Avec le bonheur que l’on imagine tous deux regagnèrent la maison où la jeune fille conta l’aventure à son père, tandis que l’animal sans rancune se frottait aux vêtements de son maître retrouvé. A l’écoute de ce récit le vieux bûcheron cria au miracle et s’en fut propager l’histoire au village qui fut bientôt connue de tous après que le prêtre en eut même fait le thème de son prêche du dimanche. L’aventure de Cadichon avait fortement intéressé l’abbé qui ne cessait de penser à ce troupeau que l’épidémie de 1744 avait épargné, il paraissait évident que les deux événements avaient un point commun qu’il fallait découvrir. Il alla voir le propriétaire de l’âne et demanda à sa fille de conduire l’animal à l’endroit où elle avait été assaillie quelques jours auparavant. Ils étaient donc là tous trois dans un secteur que Cadichon devait bien connaître, où il avait ses habitudes. Abandonné à lui-même le baudet gambada à son aise durant un moment puis se dirigea vers un fourré dans lequel il pénétra et où il but à long trait l’eau d’un petit ruisselet, une eau à odeur de soufre que l’abbé identifia aussitôt comme étant celle que son cheval avait refusé de boire. Reliant par la pensée cet endroit à celui où son cheval avait dédaigné de s’abreuver, l’abbé définit un parcours approximatif du ruisseau bienfaisant sur la piste duquel il mit son cheval. Après plusieurs tentatives infructueuses au cours desquelles la piste se perdait, il s’aperçut que le ruisseau qu’il suivait mêlait parfois ses eaux à celles d’un ruisseau proche, bien plus important coulant parallèlement à lui. Se sentant près du but, l’abbé remonta un jour la vallée étroite qui semblait se terminer par une grande butte dissimulée sous un roncier recouvrant un éboulis de rochers gris tachés de rouille d’où sourdait un filet d’eau à l’odeur caractéristique.

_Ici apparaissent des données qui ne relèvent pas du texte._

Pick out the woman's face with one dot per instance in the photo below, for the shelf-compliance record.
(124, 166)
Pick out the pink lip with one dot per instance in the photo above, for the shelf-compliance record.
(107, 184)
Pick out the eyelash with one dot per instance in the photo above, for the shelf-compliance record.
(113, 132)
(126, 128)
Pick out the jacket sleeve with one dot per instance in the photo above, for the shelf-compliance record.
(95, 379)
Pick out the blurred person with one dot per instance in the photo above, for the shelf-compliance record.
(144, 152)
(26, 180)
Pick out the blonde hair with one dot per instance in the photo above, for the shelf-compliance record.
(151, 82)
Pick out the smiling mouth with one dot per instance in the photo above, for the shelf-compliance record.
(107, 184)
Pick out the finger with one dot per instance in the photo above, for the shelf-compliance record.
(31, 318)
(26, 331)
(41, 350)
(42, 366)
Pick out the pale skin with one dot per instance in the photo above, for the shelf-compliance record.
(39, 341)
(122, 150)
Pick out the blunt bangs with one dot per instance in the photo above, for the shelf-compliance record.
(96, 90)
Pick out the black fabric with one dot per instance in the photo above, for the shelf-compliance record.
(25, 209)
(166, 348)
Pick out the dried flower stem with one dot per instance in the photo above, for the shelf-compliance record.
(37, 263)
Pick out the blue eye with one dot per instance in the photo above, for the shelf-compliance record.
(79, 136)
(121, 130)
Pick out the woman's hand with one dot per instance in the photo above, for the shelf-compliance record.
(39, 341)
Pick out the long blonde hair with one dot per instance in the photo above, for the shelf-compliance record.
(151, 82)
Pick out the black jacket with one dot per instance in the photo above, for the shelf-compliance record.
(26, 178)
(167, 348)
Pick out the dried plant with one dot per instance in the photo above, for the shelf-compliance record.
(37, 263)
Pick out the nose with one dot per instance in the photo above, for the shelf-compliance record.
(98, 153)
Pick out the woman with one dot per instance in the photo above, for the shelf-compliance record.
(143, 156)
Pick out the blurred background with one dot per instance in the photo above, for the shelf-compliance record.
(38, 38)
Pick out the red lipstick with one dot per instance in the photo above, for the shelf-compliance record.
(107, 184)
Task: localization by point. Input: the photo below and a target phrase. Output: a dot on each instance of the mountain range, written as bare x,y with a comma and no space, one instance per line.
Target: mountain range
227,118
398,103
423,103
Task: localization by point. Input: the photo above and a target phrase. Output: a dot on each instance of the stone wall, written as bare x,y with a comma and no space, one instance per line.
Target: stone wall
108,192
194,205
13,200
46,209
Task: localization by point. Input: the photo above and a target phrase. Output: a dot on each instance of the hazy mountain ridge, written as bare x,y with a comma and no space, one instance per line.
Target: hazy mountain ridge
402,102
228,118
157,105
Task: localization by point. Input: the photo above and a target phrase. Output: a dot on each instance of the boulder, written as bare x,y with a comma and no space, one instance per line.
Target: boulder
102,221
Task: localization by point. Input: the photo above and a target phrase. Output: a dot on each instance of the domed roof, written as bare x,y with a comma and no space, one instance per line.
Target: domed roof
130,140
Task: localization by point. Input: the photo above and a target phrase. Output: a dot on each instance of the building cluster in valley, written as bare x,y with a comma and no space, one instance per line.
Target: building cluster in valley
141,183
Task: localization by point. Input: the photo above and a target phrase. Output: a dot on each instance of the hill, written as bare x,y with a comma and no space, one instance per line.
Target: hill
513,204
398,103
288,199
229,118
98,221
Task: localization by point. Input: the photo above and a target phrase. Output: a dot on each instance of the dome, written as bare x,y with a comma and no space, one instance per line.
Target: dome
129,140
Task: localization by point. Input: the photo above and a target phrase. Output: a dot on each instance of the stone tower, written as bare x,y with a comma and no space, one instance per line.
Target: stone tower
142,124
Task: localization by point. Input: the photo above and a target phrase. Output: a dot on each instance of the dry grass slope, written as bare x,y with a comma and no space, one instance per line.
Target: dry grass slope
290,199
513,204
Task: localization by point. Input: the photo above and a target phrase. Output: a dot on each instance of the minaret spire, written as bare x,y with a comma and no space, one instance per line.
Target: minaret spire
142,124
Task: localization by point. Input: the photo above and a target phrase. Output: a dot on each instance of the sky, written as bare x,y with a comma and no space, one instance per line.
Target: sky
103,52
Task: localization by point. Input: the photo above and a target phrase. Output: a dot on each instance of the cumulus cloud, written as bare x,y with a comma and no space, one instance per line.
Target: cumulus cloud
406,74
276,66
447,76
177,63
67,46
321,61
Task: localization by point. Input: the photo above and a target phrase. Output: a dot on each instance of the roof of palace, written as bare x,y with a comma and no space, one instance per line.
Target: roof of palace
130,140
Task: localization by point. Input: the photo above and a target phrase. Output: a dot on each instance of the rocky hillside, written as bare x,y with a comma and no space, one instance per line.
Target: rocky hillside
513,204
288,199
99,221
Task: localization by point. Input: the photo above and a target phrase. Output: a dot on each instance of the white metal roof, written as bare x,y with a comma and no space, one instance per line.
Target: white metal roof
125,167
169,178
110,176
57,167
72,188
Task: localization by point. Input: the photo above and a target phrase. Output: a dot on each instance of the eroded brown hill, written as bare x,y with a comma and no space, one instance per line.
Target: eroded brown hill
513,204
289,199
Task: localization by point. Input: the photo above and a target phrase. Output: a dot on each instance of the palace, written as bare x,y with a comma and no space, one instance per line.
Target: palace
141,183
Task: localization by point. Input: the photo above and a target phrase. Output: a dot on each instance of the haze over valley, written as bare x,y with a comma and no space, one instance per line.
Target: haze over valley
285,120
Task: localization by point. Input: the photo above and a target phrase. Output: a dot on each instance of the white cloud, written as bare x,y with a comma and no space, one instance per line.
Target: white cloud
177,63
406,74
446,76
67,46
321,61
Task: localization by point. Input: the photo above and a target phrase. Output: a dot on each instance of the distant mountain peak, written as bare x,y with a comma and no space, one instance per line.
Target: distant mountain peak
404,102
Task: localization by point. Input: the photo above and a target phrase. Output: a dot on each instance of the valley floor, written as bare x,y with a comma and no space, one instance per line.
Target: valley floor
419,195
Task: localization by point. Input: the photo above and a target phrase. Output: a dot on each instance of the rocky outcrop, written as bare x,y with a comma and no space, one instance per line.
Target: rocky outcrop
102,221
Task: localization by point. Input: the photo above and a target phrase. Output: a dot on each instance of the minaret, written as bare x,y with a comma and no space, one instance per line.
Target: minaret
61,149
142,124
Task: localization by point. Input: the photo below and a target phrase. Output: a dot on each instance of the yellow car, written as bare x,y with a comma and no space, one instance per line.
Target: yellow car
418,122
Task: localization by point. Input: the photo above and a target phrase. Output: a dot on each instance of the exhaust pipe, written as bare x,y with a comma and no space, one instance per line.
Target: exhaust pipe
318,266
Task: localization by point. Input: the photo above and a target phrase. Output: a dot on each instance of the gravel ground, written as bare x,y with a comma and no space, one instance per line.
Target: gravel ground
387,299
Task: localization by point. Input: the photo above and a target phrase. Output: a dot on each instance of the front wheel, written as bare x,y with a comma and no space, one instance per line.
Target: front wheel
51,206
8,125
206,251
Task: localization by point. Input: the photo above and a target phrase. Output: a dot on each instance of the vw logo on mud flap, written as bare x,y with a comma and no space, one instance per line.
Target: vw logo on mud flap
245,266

C’était le 30 septembre 1778

Plus tard, dans un livre qu’il publia en 1784 l’abbé Marsonnat conta les circonstances de sa découverte, les analyses et les expériences auxquelles il s’était livré. Repris par le corps médical, ces travaux confirmèrent les bienfaits des « EAUX MINERALES DE CHARBONNIERES DITES DE LAVAL » pour certaines affections.

Et Lison dans tout ça me direz-vous ? Eh bien !… Lison devint la collaboratrice de l’abbé Marsonnat qui la forma au commerce de l’eau mystérieuse. On lui construisit un comptoir près de la source dont les abords avaient été aménagés pour en faciliter l’accès aux malades qui venaient se soigner en buvant l’eau ferrugineuse. Ce traitement empirique des maladies les plus diverses se poursuivit quelques années, on trouva des attestations de guérison jusqu’en 1790, mais la Révolution freina certainement son évolution, et quand elle reprit, au début du XIXème siècle, son exploitation devint purement commerciale et fut placée sous le contrôle et la surveillance de médecins.

A la légende succédera la véritable histoire du thermalisme qui fera d’un village sans histoire une station thermale réputée. Après plus d’un siècle d’exploitation la source s’épuisera, mais son souvenir maintiendra sa devise : « VERDIR TOUJOURS – JAMAIS TARIR ».